A(n) 0.95-kg bucket is tied to a rope of negligible mass that is wrapped around a pole mounted horizontally on frictionless bearings. The cylindrical pole has a diameter of 0.340 m and a mass of 2.60 kg. When the bucket is released from rest, how long will it take to fall to the bottom of the 20.0 m well?

Answer 1

The difficulty is to find the acceleration with which the bucket will fall. It will not fall with "g" because of the tension in the rope.

On pole torque ,τ = Tr = Iα where I is moment of inertia of pole =Mr^2/2 and r is the radius of the pole

α = Tr/I ..........................................(1)

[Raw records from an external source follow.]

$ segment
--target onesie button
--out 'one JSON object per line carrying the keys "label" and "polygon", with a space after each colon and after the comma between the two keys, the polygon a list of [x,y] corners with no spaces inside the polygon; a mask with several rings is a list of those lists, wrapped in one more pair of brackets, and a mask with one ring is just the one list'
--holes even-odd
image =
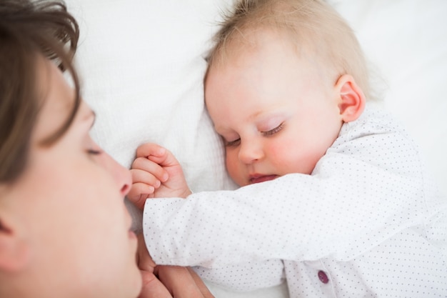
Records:
{"label": "onesie button", "polygon": [[329,279],[328,278],[326,274],[324,273],[324,271],[318,271],[318,278],[320,279],[320,282],[323,282],[323,284],[327,284],[328,282],[329,282]]}

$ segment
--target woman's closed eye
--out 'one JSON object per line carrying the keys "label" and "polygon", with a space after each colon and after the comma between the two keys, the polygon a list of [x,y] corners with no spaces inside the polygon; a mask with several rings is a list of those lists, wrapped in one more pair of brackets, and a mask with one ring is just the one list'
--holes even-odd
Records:
{"label": "woman's closed eye", "polygon": [[241,139],[236,139],[233,141],[227,141],[224,139],[224,144],[226,147],[233,147],[236,146],[238,146],[241,144]]}
{"label": "woman's closed eye", "polygon": [[99,149],[89,149],[87,150],[87,153],[92,155],[99,155],[102,153],[102,151]]}
{"label": "woman's closed eye", "polygon": [[281,130],[283,127],[284,127],[284,122],[281,122],[281,124],[279,124],[278,126],[277,126],[274,129],[268,130],[266,131],[261,131],[261,133],[264,136],[272,136],[272,135],[273,135],[275,134],[277,134],[278,132],[281,131]]}

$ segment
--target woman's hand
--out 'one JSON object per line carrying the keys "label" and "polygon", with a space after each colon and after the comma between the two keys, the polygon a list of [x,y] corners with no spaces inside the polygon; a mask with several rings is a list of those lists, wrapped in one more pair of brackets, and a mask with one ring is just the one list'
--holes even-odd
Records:
{"label": "woman's hand", "polygon": [[189,267],[157,266],[139,235],[138,264],[143,278],[139,298],[213,298],[204,282]]}
{"label": "woman's hand", "polygon": [[185,198],[191,194],[177,159],[171,152],[156,144],[146,143],[138,147],[131,172],[133,184],[127,197],[141,209],[148,198]]}

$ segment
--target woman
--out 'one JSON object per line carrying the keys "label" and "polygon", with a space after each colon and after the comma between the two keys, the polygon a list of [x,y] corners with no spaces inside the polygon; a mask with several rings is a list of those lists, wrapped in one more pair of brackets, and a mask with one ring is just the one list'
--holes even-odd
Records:
{"label": "woman", "polygon": [[146,297],[210,295],[185,268],[160,269],[165,287],[152,262],[142,283],[131,176],[89,136],[78,37],[63,3],[0,2],[0,297],[136,297],[142,284]]}

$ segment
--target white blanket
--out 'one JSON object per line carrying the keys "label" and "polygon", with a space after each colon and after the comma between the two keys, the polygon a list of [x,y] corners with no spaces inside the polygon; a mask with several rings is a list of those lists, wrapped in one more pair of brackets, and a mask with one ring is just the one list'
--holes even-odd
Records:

Applying newtons law on bucket,

ma = mg-T a=g-T/m .................................................(2)
 
If the rope does not slip

a=αr

g-T/m = Tr^2/I

Putting I = Mr^2/2 ,we get

g-T/m = 2T/M T = g/(1/m+2/M)
 
Putting this value of T in eqn (2), we will get the value of "a" the downward accelration of bucket.

(Please find a by putting the values of m and M yourself).

Now that we know the value of "a", find time taken to travel 20m is very easy.
 
Apply the equation of motion s=ut+1/2at^2
 
u=0

s=20m

I hope my answer has come to your help. Have a nice day ahead and may God bless you always!